- EP cover

Song by Richard Hell and the Voidoids

from the EP Another World
- Released: 1977
- Recorded: 1976
- Genre: Punk rock; art punk; proto-punk;
- Length: 2:45
- Label: Sire
- Songwriter: Richard Hell

= Blank Generation (song) =

"Blank Generation" is the title track of Richard Hell and the Voidoids' 1977 debut album Blank Generation. A rewrite of Bob McFadden and Rod McKuen's 1959 record "The Beat Generation", Richard Hell wrote the new lyrics during his time with the band Television, and performed it live with another band, the Heartbreakers.

== Releases ==
"Blank Generation" was previously released on the Another World EP in 1976. Other versions of the punk classic were available as demos and on one 1975 limited-edition pressing as well.

An earlier live recording by the Heartbreakers, recorded at CBGB on July 7, 1975, appeared on the What Goes Around... album.

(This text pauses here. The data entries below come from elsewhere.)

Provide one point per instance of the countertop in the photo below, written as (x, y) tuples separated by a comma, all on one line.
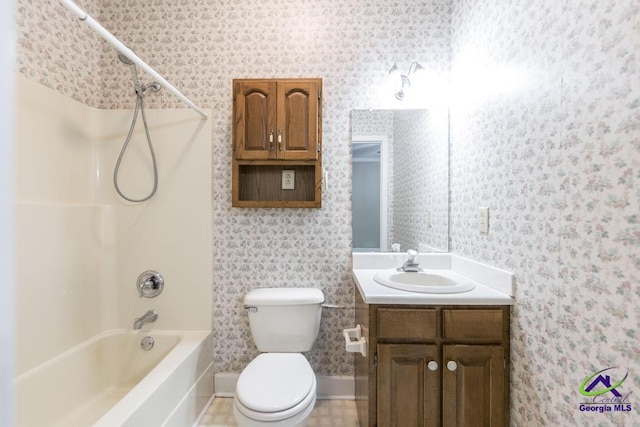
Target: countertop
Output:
[(492, 286)]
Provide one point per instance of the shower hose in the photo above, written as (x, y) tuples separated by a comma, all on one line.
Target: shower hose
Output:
[(139, 107)]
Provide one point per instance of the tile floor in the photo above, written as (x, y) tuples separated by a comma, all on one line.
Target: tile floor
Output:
[(340, 413)]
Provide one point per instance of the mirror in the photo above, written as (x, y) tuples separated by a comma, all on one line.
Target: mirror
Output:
[(400, 178)]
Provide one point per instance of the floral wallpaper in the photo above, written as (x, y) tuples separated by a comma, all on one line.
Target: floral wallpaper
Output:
[(545, 132)]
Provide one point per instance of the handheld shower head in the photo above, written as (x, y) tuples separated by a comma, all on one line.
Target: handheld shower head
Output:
[(134, 73), (123, 58)]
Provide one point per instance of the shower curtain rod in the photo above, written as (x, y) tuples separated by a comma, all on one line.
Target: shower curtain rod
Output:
[(122, 48)]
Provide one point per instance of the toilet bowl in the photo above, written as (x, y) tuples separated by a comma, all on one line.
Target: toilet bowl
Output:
[(275, 389), (278, 388)]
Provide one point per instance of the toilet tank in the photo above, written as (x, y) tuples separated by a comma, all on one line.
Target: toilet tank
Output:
[(284, 320)]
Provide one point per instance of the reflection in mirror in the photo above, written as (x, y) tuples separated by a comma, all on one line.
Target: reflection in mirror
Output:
[(400, 166)]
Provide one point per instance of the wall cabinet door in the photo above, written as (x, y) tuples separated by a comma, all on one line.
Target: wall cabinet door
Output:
[(408, 390), (473, 386), (277, 119), (254, 112)]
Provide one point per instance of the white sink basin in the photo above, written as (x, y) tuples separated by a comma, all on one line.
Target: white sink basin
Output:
[(427, 282)]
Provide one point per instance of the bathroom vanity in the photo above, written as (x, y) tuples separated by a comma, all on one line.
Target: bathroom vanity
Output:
[(432, 359)]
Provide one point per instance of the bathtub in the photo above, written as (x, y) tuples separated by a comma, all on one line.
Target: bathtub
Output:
[(109, 381)]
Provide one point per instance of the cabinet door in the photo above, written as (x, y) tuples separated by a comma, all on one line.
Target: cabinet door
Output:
[(298, 119), (254, 116), (473, 386), (408, 392)]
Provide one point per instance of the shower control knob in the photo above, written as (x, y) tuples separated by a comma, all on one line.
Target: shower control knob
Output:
[(150, 284)]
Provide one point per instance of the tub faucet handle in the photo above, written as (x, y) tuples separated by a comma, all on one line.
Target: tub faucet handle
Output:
[(150, 284)]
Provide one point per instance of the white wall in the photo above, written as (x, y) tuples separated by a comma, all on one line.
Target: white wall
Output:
[(7, 52)]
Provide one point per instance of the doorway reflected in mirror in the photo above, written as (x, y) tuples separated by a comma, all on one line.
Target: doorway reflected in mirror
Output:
[(400, 167)]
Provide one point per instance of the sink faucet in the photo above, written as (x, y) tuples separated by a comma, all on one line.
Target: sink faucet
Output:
[(410, 266), (148, 317)]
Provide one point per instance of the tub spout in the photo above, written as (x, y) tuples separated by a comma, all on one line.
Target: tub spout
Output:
[(148, 317)]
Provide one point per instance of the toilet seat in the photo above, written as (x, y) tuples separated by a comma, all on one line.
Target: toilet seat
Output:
[(275, 386)]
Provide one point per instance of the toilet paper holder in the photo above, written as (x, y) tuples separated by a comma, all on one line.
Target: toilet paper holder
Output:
[(355, 342)]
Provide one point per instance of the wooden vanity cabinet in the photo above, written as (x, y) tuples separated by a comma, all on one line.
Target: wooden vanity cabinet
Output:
[(433, 365), (277, 126)]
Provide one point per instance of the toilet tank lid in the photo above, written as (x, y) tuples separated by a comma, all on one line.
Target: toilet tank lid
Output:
[(284, 296)]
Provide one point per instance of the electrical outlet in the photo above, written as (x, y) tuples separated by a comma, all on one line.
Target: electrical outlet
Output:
[(288, 179), (483, 220)]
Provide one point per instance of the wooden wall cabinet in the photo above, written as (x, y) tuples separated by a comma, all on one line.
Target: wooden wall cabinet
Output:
[(277, 125), (433, 366)]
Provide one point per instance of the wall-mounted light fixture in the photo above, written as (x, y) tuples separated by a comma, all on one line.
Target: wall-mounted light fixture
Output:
[(404, 78)]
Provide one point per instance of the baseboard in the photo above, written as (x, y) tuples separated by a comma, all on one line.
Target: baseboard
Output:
[(329, 386)]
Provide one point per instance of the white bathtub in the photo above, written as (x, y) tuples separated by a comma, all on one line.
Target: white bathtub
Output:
[(109, 381)]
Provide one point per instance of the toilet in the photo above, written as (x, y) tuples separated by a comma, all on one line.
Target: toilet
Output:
[(278, 387)]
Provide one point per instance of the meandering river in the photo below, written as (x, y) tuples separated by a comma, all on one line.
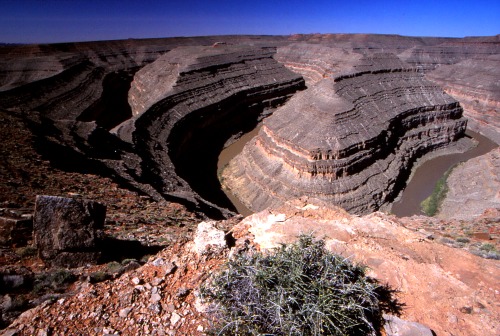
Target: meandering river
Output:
[(419, 187)]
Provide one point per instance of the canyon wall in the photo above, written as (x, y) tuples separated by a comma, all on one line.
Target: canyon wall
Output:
[(154, 113), (350, 140)]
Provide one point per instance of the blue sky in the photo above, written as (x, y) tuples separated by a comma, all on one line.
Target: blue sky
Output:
[(48, 21)]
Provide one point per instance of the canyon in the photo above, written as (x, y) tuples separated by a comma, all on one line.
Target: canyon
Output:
[(345, 119), (154, 114)]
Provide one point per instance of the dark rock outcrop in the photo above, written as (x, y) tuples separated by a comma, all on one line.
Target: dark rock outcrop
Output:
[(189, 103), (350, 140), (154, 114), (67, 231)]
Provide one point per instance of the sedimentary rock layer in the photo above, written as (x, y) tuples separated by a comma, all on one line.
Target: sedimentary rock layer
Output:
[(465, 201), (475, 83), (350, 140), (155, 117), (189, 102)]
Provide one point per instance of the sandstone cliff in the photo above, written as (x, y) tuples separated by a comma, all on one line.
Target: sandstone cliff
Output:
[(350, 140), (481, 190), (73, 94)]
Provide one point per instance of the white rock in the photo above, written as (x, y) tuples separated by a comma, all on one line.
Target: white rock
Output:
[(207, 235)]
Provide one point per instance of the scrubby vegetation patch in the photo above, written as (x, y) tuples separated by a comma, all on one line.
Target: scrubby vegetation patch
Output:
[(297, 289)]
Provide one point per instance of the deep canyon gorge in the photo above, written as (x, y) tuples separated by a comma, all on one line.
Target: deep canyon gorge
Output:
[(155, 114), (329, 132)]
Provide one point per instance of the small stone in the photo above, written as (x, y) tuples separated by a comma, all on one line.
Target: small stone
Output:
[(124, 312), (156, 281), (208, 236), (182, 293), (155, 298), (158, 262), (155, 307), (394, 326), (466, 310), (174, 318)]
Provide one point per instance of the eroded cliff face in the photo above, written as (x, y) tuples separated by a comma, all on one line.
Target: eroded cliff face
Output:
[(154, 114), (190, 102), (350, 140), (475, 83)]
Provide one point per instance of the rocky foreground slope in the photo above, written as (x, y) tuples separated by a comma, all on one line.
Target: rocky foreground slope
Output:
[(450, 291), (350, 140)]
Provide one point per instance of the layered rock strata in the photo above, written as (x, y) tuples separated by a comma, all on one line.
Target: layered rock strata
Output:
[(72, 95), (218, 92), (475, 83), (189, 102), (465, 201), (350, 140)]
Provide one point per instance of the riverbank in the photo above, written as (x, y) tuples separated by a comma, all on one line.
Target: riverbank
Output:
[(431, 167)]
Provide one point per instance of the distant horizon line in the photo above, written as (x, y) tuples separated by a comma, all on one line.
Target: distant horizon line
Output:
[(227, 35)]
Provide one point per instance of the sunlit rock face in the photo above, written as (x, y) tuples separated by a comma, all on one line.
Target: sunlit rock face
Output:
[(349, 140)]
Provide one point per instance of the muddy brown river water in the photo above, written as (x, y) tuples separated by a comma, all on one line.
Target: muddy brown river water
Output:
[(419, 188)]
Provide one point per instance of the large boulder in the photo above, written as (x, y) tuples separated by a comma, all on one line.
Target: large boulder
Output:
[(67, 230)]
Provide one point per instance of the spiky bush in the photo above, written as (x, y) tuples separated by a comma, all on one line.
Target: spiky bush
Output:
[(298, 289)]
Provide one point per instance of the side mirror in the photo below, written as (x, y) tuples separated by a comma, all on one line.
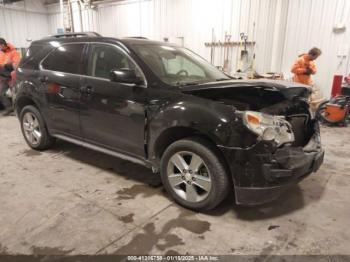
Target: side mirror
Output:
[(124, 76)]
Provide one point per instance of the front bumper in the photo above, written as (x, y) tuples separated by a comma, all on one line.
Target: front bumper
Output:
[(262, 172)]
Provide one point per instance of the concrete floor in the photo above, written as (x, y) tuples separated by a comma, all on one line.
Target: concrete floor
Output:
[(71, 200)]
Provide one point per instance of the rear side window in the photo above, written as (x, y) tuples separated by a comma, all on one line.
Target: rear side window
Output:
[(66, 58), (33, 56), (104, 58)]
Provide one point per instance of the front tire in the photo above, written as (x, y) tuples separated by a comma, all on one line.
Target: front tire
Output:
[(34, 129), (193, 173)]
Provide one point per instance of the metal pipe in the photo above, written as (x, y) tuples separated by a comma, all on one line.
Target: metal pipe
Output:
[(62, 13)]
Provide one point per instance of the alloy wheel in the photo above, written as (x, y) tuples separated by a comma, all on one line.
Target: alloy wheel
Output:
[(189, 176), (31, 128)]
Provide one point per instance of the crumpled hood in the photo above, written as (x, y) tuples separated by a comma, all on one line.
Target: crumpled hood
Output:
[(288, 89)]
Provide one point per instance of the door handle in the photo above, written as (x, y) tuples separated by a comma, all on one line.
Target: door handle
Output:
[(43, 79), (88, 90)]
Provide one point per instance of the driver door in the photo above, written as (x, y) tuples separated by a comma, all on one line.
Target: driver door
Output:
[(112, 114)]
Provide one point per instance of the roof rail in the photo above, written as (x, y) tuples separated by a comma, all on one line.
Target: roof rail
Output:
[(137, 37), (80, 34)]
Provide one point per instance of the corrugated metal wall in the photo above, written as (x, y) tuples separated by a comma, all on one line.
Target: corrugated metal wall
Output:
[(310, 23), (22, 21), (282, 29)]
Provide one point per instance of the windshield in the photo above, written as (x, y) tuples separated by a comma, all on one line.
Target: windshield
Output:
[(178, 66)]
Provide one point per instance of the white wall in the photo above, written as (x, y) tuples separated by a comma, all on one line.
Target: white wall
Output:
[(310, 23), (24, 20), (282, 29)]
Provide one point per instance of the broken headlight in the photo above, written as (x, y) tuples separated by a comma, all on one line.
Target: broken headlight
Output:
[(268, 127)]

Demo recordings of the song also have survived.

A live March 1974 recording at CBGB with Television can be found on Spurts: The Richard Hell Story.

== Legacy ==
Malcolm McLaren claimed that the Sex Pistols' song "Pretty Vacant" was directly inspired by "Blank Generation".

In 2000, "Blank Generation" was heavily sampled on rapper Amil's track "Get Down" on her album All Money Is Legal.

== In popular culture ==
The song was featured at the end of the sixth episode of the Syfy television show Happy!. The song appears in season 3, episode 3 of Sex Education.

In 2024, "Blank Generation" was featured in a scene in The Exorcism.